The Conference for Women in Agribusiness continues to explore and concretise ways in which women entrepreneurs can be supported while also building their capacity on issues around value chains, access to finance, access to markets and policies that unlock women businesses. This year, training sessions for women entrepreneurs on meeting market standards, ICTs for market access and working capital financing for trade along value chains are included in the three-day programme.
Addressing delegates during the conference, the NEPAD Agency’s Director of Programmes, Mrs Estherine Lisinge-Fotabong remarked that the capacity of governments needs to be strengthened in order for policy makers to apply a gender-responsive approach throughout the public financial management cycle.
“The ATVET for Women Projects at the NEPAD Agency is one of the comprehensive approaches aimed at addressing the skills needs of women through Gender-sensitive, competency-based curricula along value chains in member states,” she reiterated.

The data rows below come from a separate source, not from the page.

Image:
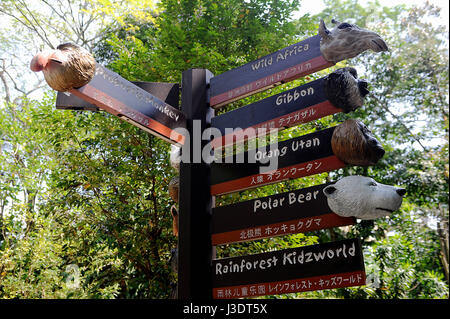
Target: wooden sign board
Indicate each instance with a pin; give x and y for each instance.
(298, 157)
(282, 66)
(298, 211)
(325, 266)
(112, 93)
(302, 104)
(167, 92)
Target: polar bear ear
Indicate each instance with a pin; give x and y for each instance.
(329, 190)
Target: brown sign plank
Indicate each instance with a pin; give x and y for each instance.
(112, 93)
(168, 92)
(297, 157)
(282, 66)
(302, 104)
(317, 267)
(298, 211)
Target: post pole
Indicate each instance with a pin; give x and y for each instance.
(194, 240)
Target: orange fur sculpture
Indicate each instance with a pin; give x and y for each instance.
(353, 143)
(66, 68)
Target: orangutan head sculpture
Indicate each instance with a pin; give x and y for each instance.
(353, 143)
(66, 68)
(347, 40)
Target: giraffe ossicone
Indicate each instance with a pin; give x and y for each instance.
(347, 40)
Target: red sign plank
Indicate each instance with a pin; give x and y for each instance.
(324, 266)
(112, 93)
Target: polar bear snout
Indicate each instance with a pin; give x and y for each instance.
(362, 197)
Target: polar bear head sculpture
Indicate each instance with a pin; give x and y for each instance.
(362, 197)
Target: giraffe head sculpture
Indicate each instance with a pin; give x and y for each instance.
(347, 40)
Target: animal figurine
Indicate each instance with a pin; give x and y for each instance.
(353, 143)
(344, 90)
(66, 68)
(362, 197)
(347, 40)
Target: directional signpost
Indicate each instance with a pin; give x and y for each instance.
(167, 92)
(112, 93)
(148, 106)
(282, 66)
(325, 266)
(298, 211)
(298, 157)
(299, 105)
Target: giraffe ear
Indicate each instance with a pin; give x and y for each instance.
(323, 31)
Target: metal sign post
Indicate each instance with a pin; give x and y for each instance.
(194, 240)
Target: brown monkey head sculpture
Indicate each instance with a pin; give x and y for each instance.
(344, 90)
(66, 68)
(347, 40)
(353, 143)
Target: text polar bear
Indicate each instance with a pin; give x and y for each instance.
(362, 197)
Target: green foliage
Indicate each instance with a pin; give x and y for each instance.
(83, 196)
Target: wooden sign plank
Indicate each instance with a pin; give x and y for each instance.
(298, 211)
(282, 66)
(302, 104)
(317, 267)
(112, 93)
(298, 157)
(167, 92)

“It must be seen as common sense that the elimination of hunger is impossible without terminating the gender gap between men and women in agriculture. Closing this gap speaks to allowing women equal access to land, agricultural training, improved seeds, fertilizers, equipment, water and technology,” said the CEO of Agribusiness Development Agency, Mr Carlos Boldogh.
Echoing his sentiments, Ms Bodil Gudrun Maal from the Norwegian Agency for Development Cooperation underscored the challenges that women face along the whole agricultural value chain. She said, “Women need support along the agricultural value chain. [In addition] only 5 percent of investment in agriculture goes to postproduction. There is need for pressure to provide more funds for women in postharvest activities.”
The three-day conference promises to encourage robust discussions on empowering women entrepreneurs in agribusiness and the last day will see the delegates visiting Dube Agrizone- an integrated perishables supply chain which is host to the largest climate controlled glass-covered growing area in Africa.